Genauso jedoch scheiterte die Protestbewegung, was die Realisierung ihrer Forderungen anging. Als Erfolg wurde jedoch gewertet, dass die Kampagne dafür sorgte, die „verschleiernde Berichterstattung in Presse, Funk und Fernsehen teilweise zugunsten einer objektiveren Darstellung der argentinischen Verhältnisse (…) (zu) beeinflussen“ (Lateinamerika Nachrichten 62 vom 28.7.1978).

Die Reaktion des DFB und der deutschen Fußballer

Der DFB mit Hermann Neuberger an seiner Spitze stellte sich ausdrücklich hinter die Junta, denn nun gab es endlich „einen Partner mit Durchsetzungsvermögen“. Alles, was nicht dazu passte, wurde weggebissen, so auch das von Dr. Helmut Frenz am 25. Juni 1977 in der ARD verkündete „Wort zum Sonntag“. Frenz kritisierte in seiner Fernsehansprache das völlig passive Verhalten des DFB anlässlich seines Freundschaftsspiels wenige Wochen zuvor in Argentinien. Neuberger wiederum beschwerte sich darüber beim Intendanten des Saarländischen Rundfunks und riet Frenz, eher „die Nähe Gottes zu suchen“ als sich um Dinge zu kümmern, die „völlig an seiner eigentlichen Aufgabe“ vorbeigingen. Frenz wurde im Übrigen vom Intendanten für dessen „pseudochristliche, einäugige Heuchelei“ getadelt.

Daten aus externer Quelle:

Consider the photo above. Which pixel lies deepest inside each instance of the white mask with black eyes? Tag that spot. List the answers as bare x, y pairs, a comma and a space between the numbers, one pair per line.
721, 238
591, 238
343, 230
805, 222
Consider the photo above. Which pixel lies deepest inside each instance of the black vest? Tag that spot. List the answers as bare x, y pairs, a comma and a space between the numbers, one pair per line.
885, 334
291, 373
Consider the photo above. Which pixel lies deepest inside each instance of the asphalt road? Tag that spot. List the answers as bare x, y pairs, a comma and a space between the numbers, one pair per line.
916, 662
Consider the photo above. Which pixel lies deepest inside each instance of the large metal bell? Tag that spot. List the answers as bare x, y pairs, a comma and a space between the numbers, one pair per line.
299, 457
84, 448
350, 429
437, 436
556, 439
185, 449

Kaum anders als ihr Chef äußerten sich die meisten deutschen Kicker vor der WM in einer Umfrage des „Stern“ aus dem April 1978 auf folgende drei Fragen zur Petition von ai: „Haben Sie die Informationen von „Amnesty“ über Argentinien gelesen? Bedrückt es Sie, dass dort gefoltert wird? Sollte der DFB etwas unternehmen?“ Berti Vogts beispielsweise riet amnesty, „erst einmal in den ‚Stern‘ (zu) schauen, was da über russische Lager drinsteht“. Erich Beer vertrat die Auffassung, dass Sport und Politik nichts miteinander zu tun haben, und dass dort gefoltert werde, „belastet mich auf keinen Fall“ (ähnlich äußerte sich Manfred Kaltz). Karl-Heinz Rummenigge schob Neuberger vor, dem keine „Fälle von gefolterten Deutschen bekannt gewesen“ seien. 

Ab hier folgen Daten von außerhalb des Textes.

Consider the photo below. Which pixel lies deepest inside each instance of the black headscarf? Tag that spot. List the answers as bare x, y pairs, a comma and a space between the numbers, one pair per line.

Von den insgesamt 22 befragten Fußballern erklärten lediglich Rudi Kargus, Bernd Franke, Rudi Seeliger und Herbert Neumann, die ai-Kampagne zu unterstützen. Die Mehrheit der Kicker war eher fürs Raushalten (u.a. Bernard Dietz und Rainer Bonhof). Sepp Maier vertrat die Meinung, dass „man schon was tun“ müsse, aber überzeugt war er davon nicht. Seine Aussage, dass er dem General im Falle eines Falles „nicht die Hand schütteln“ werde, brauchte er bekanntlich nicht in die Tat umsetzen. Lediglich Paul Breitner forderte den DFB zum Handeln auf. In einem Beitrag für den „Stern“ monierte er, dass DFB-Chef Neuberger auch in seiner Funktion als Vizepräsident der FIFA die argentinischen Zustände hätte ansprechen sollen. Diese Auffassung fand der DFB wiederum „unerhört“. 

Das Turnier

Die Junta erkannte schnell, welchen Imagegewinn ein ordnungsgemäßer Ablauf der WM bringen würde. Das Organisationskomitee wurde mit eigenen Leuten besetzt, eine US-amerikanische PR-Agentur beauftragt, der Welt ein schönes Argentinienbild vorzugaukeln. Neue Stadien wurden gebaut, mit deutscher Hilfe (AEG-Telefunken, ähnlich wie der DFB hatte die deutsche Industrie nämlich keinerlei Berührungsängste vor dem Militär) das landesweite Farbfernsehen aufgebaut, die Auslandspresse eng betreut, die heimische zensiert. Alles war vorbereitet für ein großes Fußballfest, möglichst mit dem Sieger Argentinien. 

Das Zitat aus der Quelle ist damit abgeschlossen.